Oh Tannenbaum

Salzburg. „Nicht mal für einen Baum reicht es. Ich denke oft an die Kindheit, da hatten wir immer einen schönen Christbaum.“ „Ich bin am Heiligen Abend allein. Und ohne Christbaum ist es noch trostloser. Ich hätte es doch so gern ein wenig festlicher.“ Je näher der 24. Dezember rückt, desto öfter hört David Lang solche Aussagen. „Das Thema Weihnachten ist emontional besetzt und jeder hat Erinnerungen, in denen der Christbaum eine Rolle spielt“, weiß der Leiter des „ArMut teilen“-Projekts in der Salzburger Stadtpfarre Mülln.
Blick auf die seelische Armut
Die Menschen, die zu Lang kommen und vor seinem Schreibtisch im Pfarrbüro Platz nehmen, leben am Existenzminimum.
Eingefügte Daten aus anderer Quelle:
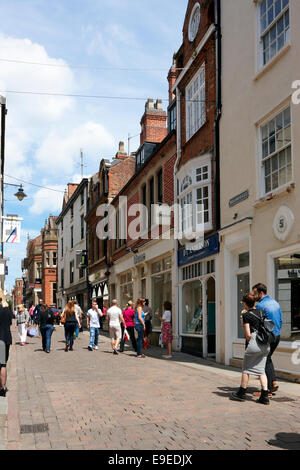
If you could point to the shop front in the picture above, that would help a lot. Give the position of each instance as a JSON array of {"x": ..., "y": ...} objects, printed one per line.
[
  {"x": 198, "y": 310},
  {"x": 146, "y": 275}
]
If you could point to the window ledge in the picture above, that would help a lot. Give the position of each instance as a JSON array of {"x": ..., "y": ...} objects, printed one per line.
[
  {"x": 272, "y": 62},
  {"x": 278, "y": 193}
]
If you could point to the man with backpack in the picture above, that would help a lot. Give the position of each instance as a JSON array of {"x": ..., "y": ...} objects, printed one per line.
[{"x": 272, "y": 311}]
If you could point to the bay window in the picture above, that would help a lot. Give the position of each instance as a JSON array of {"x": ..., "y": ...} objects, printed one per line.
[
  {"x": 195, "y": 198},
  {"x": 274, "y": 27},
  {"x": 276, "y": 151}
]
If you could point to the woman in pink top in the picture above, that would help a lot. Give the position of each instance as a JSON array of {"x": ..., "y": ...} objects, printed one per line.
[{"x": 128, "y": 315}]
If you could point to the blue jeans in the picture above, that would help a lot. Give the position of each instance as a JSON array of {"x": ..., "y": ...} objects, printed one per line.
[
  {"x": 140, "y": 330},
  {"x": 94, "y": 335},
  {"x": 46, "y": 332},
  {"x": 69, "y": 333}
]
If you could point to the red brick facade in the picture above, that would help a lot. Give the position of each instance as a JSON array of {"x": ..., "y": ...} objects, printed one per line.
[
  {"x": 17, "y": 292},
  {"x": 41, "y": 263},
  {"x": 202, "y": 142}
]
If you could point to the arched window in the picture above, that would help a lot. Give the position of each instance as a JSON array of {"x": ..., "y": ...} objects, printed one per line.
[{"x": 187, "y": 181}]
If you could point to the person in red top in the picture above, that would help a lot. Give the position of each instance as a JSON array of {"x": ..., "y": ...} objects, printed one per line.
[{"x": 128, "y": 315}]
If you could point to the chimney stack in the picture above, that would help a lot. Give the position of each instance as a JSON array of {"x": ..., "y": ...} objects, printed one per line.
[
  {"x": 153, "y": 122},
  {"x": 121, "y": 155}
]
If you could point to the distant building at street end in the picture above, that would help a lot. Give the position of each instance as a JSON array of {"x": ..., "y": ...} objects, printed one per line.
[
  {"x": 72, "y": 233},
  {"x": 41, "y": 266}
]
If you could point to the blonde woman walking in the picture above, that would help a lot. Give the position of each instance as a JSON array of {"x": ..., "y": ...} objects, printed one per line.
[{"x": 22, "y": 320}]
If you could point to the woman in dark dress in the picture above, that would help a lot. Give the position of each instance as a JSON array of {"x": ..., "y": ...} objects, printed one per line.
[
  {"x": 256, "y": 353},
  {"x": 46, "y": 322},
  {"x": 5, "y": 343},
  {"x": 70, "y": 319}
]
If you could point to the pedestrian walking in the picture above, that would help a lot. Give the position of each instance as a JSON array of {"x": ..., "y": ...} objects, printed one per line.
[
  {"x": 114, "y": 318},
  {"x": 256, "y": 353},
  {"x": 128, "y": 315},
  {"x": 5, "y": 343},
  {"x": 79, "y": 312},
  {"x": 104, "y": 313},
  {"x": 22, "y": 320},
  {"x": 93, "y": 324},
  {"x": 70, "y": 319},
  {"x": 31, "y": 310},
  {"x": 167, "y": 335},
  {"x": 148, "y": 319},
  {"x": 272, "y": 311},
  {"x": 139, "y": 323},
  {"x": 47, "y": 319}
]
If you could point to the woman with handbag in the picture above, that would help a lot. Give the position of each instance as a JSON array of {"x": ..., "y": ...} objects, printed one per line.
[
  {"x": 46, "y": 324},
  {"x": 70, "y": 320},
  {"x": 22, "y": 320},
  {"x": 140, "y": 325},
  {"x": 256, "y": 353},
  {"x": 166, "y": 320}
]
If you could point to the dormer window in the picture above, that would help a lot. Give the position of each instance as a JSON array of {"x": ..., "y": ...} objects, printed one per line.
[{"x": 194, "y": 22}]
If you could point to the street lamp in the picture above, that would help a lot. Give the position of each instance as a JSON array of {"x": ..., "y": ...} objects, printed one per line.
[{"x": 20, "y": 194}]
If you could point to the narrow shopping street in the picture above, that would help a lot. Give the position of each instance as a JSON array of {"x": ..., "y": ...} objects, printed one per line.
[{"x": 94, "y": 400}]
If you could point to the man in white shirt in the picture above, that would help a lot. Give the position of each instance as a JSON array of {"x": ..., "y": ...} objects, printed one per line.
[
  {"x": 115, "y": 317},
  {"x": 93, "y": 324}
]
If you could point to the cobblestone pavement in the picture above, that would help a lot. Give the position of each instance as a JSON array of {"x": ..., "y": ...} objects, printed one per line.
[{"x": 94, "y": 400}]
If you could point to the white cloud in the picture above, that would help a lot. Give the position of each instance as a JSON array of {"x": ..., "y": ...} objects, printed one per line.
[
  {"x": 63, "y": 151},
  {"x": 109, "y": 42},
  {"x": 47, "y": 201}
]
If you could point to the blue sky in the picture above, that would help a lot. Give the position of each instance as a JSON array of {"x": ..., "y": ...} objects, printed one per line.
[{"x": 45, "y": 134}]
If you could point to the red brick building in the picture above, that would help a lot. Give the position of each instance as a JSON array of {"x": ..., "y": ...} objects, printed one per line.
[
  {"x": 33, "y": 266},
  {"x": 17, "y": 293},
  {"x": 104, "y": 186},
  {"x": 143, "y": 266},
  {"x": 196, "y": 179},
  {"x": 49, "y": 261}
]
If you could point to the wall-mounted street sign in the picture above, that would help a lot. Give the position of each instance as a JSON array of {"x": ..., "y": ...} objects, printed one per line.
[
  {"x": 11, "y": 230},
  {"x": 239, "y": 198}
]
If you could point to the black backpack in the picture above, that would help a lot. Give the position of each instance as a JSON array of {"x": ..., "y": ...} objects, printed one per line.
[{"x": 265, "y": 333}]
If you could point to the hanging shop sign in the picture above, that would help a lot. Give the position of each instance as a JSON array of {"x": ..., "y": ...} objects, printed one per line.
[
  {"x": 11, "y": 231},
  {"x": 211, "y": 246}
]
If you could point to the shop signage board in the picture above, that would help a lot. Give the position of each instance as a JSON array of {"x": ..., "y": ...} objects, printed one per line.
[
  {"x": 239, "y": 198},
  {"x": 211, "y": 246}
]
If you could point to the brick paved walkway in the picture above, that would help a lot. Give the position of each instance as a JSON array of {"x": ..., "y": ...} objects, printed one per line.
[{"x": 94, "y": 400}]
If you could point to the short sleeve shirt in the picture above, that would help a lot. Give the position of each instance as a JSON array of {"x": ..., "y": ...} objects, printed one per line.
[
  {"x": 167, "y": 316},
  {"x": 251, "y": 318},
  {"x": 94, "y": 318},
  {"x": 114, "y": 316}
]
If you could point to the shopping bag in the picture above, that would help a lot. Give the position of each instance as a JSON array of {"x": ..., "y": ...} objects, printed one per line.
[{"x": 31, "y": 332}]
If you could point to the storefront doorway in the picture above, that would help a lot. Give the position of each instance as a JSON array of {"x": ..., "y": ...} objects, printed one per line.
[{"x": 211, "y": 317}]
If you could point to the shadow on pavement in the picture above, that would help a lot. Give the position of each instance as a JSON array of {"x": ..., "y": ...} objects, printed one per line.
[{"x": 287, "y": 441}]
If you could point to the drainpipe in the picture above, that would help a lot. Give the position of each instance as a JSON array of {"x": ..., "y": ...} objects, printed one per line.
[
  {"x": 177, "y": 296},
  {"x": 218, "y": 110},
  {"x": 218, "y": 42}
]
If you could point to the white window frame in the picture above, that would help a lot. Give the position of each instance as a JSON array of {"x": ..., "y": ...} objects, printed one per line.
[
  {"x": 262, "y": 34},
  {"x": 190, "y": 105},
  {"x": 262, "y": 160},
  {"x": 193, "y": 34}
]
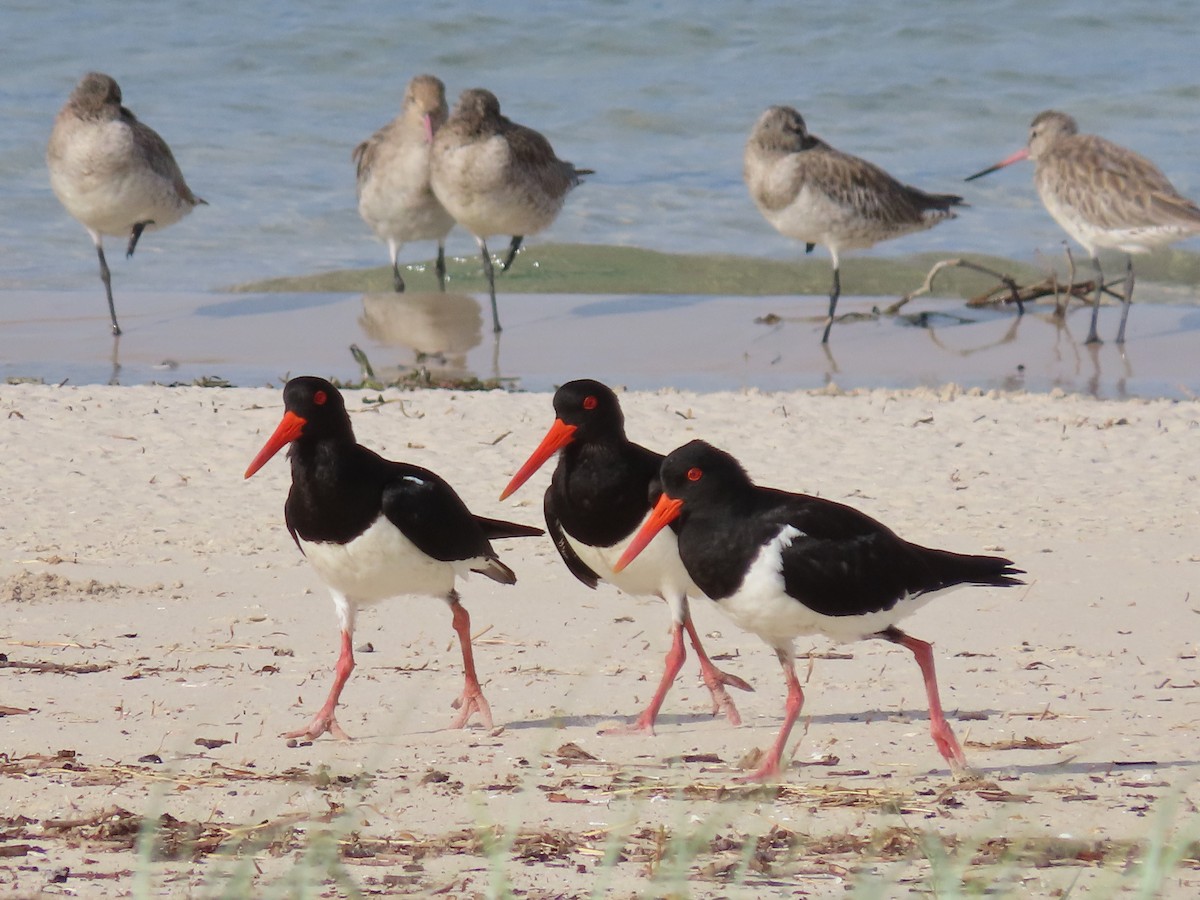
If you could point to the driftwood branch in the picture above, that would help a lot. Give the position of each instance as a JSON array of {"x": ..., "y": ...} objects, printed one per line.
[{"x": 1008, "y": 291}]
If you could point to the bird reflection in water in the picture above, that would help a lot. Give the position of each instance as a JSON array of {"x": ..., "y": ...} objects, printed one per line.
[{"x": 441, "y": 329}]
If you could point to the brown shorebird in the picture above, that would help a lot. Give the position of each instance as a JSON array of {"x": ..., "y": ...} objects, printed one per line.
[
  {"x": 811, "y": 192},
  {"x": 394, "y": 175},
  {"x": 114, "y": 174},
  {"x": 1104, "y": 196},
  {"x": 496, "y": 177}
]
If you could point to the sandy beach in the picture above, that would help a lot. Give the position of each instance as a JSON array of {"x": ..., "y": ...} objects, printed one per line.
[{"x": 161, "y": 630}]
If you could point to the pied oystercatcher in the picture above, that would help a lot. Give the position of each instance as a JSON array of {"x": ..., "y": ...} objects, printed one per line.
[
  {"x": 786, "y": 564},
  {"x": 373, "y": 528},
  {"x": 597, "y": 501},
  {"x": 113, "y": 173}
]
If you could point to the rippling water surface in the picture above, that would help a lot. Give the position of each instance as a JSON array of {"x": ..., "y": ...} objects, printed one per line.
[{"x": 263, "y": 102}]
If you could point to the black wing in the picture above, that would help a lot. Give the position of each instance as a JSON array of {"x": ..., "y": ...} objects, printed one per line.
[
  {"x": 580, "y": 569},
  {"x": 431, "y": 515}
]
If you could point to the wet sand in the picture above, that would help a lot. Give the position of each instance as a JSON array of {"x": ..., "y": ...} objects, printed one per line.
[{"x": 641, "y": 341}]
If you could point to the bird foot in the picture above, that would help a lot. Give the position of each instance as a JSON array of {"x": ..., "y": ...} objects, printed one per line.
[
  {"x": 715, "y": 681},
  {"x": 645, "y": 725},
  {"x": 472, "y": 701},
  {"x": 321, "y": 724}
]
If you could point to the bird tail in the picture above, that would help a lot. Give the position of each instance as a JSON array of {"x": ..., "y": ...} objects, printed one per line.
[
  {"x": 496, "y": 570},
  {"x": 970, "y": 569},
  {"x": 496, "y": 528}
]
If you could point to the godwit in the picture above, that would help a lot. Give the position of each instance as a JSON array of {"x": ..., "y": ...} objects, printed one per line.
[
  {"x": 496, "y": 177},
  {"x": 809, "y": 191},
  {"x": 394, "y": 175},
  {"x": 114, "y": 174},
  {"x": 1104, "y": 196}
]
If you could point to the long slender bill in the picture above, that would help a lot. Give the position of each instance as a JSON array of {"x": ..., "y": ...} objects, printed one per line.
[
  {"x": 1024, "y": 154},
  {"x": 665, "y": 511},
  {"x": 287, "y": 431},
  {"x": 559, "y": 436}
]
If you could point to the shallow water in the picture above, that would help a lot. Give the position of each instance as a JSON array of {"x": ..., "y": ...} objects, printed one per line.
[{"x": 263, "y": 103}]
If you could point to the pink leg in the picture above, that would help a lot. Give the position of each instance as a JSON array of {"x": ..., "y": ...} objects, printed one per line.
[
  {"x": 472, "y": 700},
  {"x": 769, "y": 768},
  {"x": 324, "y": 719},
  {"x": 676, "y": 655},
  {"x": 947, "y": 745},
  {"x": 714, "y": 678}
]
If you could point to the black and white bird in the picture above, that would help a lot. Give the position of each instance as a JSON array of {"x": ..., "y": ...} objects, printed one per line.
[
  {"x": 373, "y": 528},
  {"x": 786, "y": 564},
  {"x": 817, "y": 195},
  {"x": 597, "y": 501}
]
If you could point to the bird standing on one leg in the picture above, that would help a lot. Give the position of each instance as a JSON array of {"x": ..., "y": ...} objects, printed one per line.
[
  {"x": 373, "y": 528},
  {"x": 113, "y": 173},
  {"x": 811, "y": 192},
  {"x": 496, "y": 177},
  {"x": 1104, "y": 196},
  {"x": 393, "y": 168},
  {"x": 786, "y": 564}
]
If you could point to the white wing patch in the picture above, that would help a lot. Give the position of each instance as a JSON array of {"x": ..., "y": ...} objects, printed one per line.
[
  {"x": 377, "y": 564},
  {"x": 762, "y": 606}
]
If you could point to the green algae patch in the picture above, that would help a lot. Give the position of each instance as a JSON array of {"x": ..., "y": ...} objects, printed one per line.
[{"x": 603, "y": 269}]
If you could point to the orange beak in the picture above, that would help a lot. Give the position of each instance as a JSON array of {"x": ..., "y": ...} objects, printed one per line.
[
  {"x": 1008, "y": 161},
  {"x": 665, "y": 511},
  {"x": 287, "y": 431},
  {"x": 559, "y": 436}
]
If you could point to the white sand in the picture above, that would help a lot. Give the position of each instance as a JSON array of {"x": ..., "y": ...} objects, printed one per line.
[{"x": 132, "y": 543}]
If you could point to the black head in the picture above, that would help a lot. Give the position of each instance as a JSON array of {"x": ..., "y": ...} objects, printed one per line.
[
  {"x": 592, "y": 408},
  {"x": 699, "y": 473},
  {"x": 313, "y": 409}
]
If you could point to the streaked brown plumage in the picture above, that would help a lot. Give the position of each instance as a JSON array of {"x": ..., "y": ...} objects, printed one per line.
[
  {"x": 496, "y": 177},
  {"x": 393, "y": 168},
  {"x": 811, "y": 192},
  {"x": 1104, "y": 196},
  {"x": 113, "y": 173}
]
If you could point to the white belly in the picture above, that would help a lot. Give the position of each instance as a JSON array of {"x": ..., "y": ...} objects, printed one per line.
[
  {"x": 379, "y": 563},
  {"x": 761, "y": 606}
]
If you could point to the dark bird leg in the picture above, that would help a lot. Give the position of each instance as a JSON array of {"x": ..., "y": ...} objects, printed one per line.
[
  {"x": 441, "y": 267},
  {"x": 513, "y": 251},
  {"x": 833, "y": 300},
  {"x": 135, "y": 235},
  {"x": 1096, "y": 301},
  {"x": 472, "y": 700},
  {"x": 1128, "y": 299},
  {"x": 106, "y": 276},
  {"x": 490, "y": 271},
  {"x": 947, "y": 744}
]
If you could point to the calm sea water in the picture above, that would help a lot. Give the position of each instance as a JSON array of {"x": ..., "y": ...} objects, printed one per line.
[{"x": 263, "y": 102}]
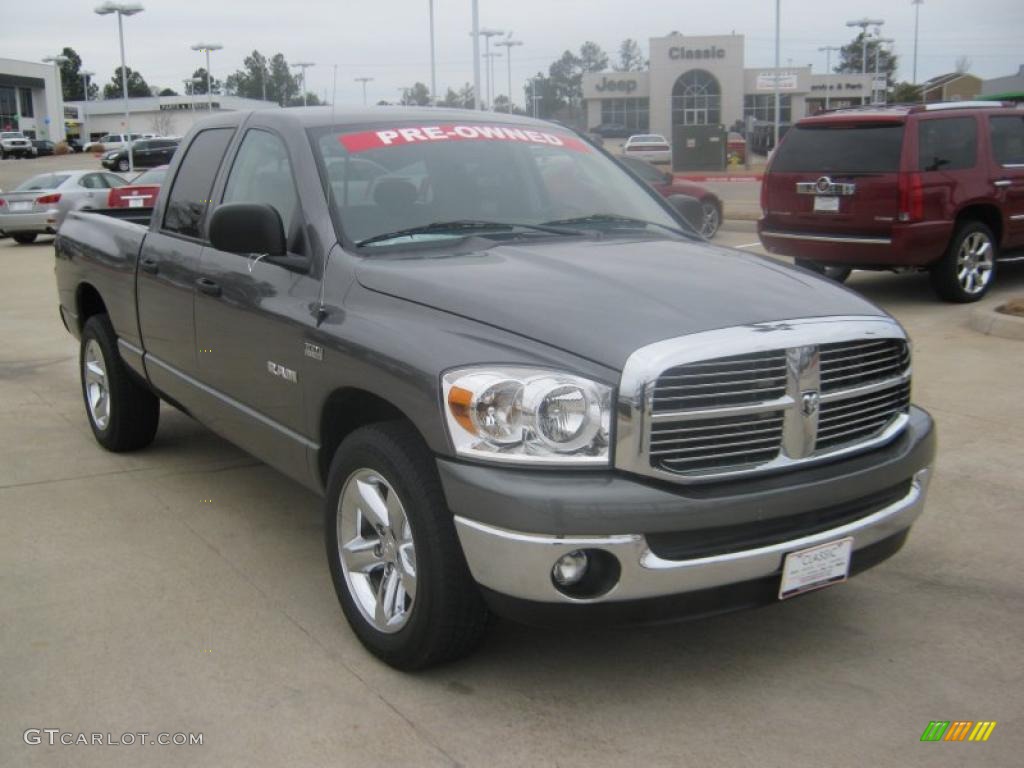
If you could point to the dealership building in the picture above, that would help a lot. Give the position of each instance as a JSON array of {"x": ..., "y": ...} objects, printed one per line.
[{"x": 702, "y": 81}]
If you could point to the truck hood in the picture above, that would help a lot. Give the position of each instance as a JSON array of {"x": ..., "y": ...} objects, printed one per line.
[{"x": 604, "y": 299}]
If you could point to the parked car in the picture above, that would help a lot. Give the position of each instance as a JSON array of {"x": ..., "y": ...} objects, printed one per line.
[
  {"x": 557, "y": 406},
  {"x": 141, "y": 193},
  {"x": 667, "y": 185},
  {"x": 649, "y": 146},
  {"x": 116, "y": 141},
  {"x": 936, "y": 187},
  {"x": 43, "y": 146},
  {"x": 14, "y": 144},
  {"x": 38, "y": 205},
  {"x": 146, "y": 153},
  {"x": 610, "y": 130}
]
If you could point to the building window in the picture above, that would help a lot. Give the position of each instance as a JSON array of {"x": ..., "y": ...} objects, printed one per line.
[
  {"x": 762, "y": 108},
  {"x": 27, "y": 111},
  {"x": 634, "y": 114},
  {"x": 696, "y": 99}
]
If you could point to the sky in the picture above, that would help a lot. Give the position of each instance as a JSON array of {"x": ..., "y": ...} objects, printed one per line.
[{"x": 388, "y": 40}]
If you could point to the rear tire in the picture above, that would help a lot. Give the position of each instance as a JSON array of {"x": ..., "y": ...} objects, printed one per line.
[
  {"x": 967, "y": 270},
  {"x": 123, "y": 414},
  {"x": 838, "y": 273},
  {"x": 435, "y": 612}
]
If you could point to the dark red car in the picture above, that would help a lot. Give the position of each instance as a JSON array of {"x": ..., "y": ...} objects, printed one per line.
[
  {"x": 141, "y": 193},
  {"x": 667, "y": 184},
  {"x": 937, "y": 187}
]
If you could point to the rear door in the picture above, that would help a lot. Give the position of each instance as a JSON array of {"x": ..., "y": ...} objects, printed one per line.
[
  {"x": 169, "y": 267},
  {"x": 838, "y": 177},
  {"x": 1007, "y": 172}
]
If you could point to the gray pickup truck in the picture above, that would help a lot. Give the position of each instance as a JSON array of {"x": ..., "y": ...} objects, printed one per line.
[{"x": 520, "y": 381}]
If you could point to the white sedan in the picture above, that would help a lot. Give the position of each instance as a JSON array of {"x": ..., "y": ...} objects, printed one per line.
[{"x": 649, "y": 146}]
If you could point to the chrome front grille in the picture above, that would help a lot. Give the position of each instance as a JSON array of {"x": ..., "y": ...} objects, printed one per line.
[{"x": 740, "y": 400}]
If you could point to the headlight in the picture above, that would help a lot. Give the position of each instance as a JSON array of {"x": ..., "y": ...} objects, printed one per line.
[{"x": 526, "y": 416}]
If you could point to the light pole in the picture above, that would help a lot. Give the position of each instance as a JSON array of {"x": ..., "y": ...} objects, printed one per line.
[
  {"x": 56, "y": 61},
  {"x": 916, "y": 18},
  {"x": 509, "y": 45},
  {"x": 433, "y": 62},
  {"x": 828, "y": 49},
  {"x": 863, "y": 24},
  {"x": 207, "y": 47},
  {"x": 364, "y": 81},
  {"x": 304, "y": 66},
  {"x": 123, "y": 9},
  {"x": 476, "y": 54}
]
Für sie ist es jeden Monat derart knapp, da bleibt einfach überhaupt nichts mehr übrig. Unvorhergesehene Ereignisse – der Kühlschrank gibt den Geist auf oder die Miete wird erhöht – dürfen nicht passieren. Der Wunschzettel der Kinder fürs Christkind ist da für Mütter oder Väter einfach nur ein Stressfaktor. Ein Festessen auf den Tisch bringen zu müssen, erzeugt weiteren Druck.
Wäre es da nicht sinnvoller Supermarkt-Gutscheine zu verschenken? Um das Materielle gehe es in seiner Beratungs- und Begleitungsarbeit ohnehin das ganze Jahr über, betont der Pastoralassistent. Und natürlich würden sich die finanziellen Sorgen zu Weihnachten nicht in Luft auflösen. Doch das sei nur die eine Seite. Er möchte gerade diese Zeit nutzen, den Fokus auch auf die seelische Armut lenken. „Wenn es gelingt, über den Baum Feierlichkeit und Geborgenheit zu bringen, freut mich das.“ David Lang organisiert zudem seit Jahren eine Weihnachtspackerlaktion für Kinder. Er überlegt im Vorfeld genau: Wer hat übers Jahr wie viel erhalten, wer kommt bei den Geschenken zum Zug, wer beim Christbaum? „Hätte ich 50 Gutscheine, ich hätte kein Problem sie unter die Leute zu bringen. Doch das gibt halt das Budget nicht her.“
Jedes Jahr zehn Prozent mehr Anfragen
„ArMut teilen“ basiert auf einer einfachen, aber wirksamen Idee: Wer genug hat, gibt jenen, die wenig haben. Im Jahr 2004 fiel der Startschuss in Mülln. Heute existieren Ableger in weiteren Stadtpfarren. 2015 hat „ArMut teilen“ insgesamt 1.300 hilfesuchenden Menschen mit 80.000 Euro unter die Arme gegriffen. Um zehn Prozent steigen die Anfragen jährlich, berichtet Lang, der alleine in seinem Gebiet jährlich 230 „Fälle“ betreut. „Es kommen Mütter, die nicht wissen, wie sie die Landschulwoche des Kindes zahlen sollen, die mit Miet- und Stromrückständen kämpfen oder die einfach nichts mehr haben, um Essen zu kaufen.“ Neben alleinerziehenden Frauen sei vor allem die Altersarmut fortschreitend.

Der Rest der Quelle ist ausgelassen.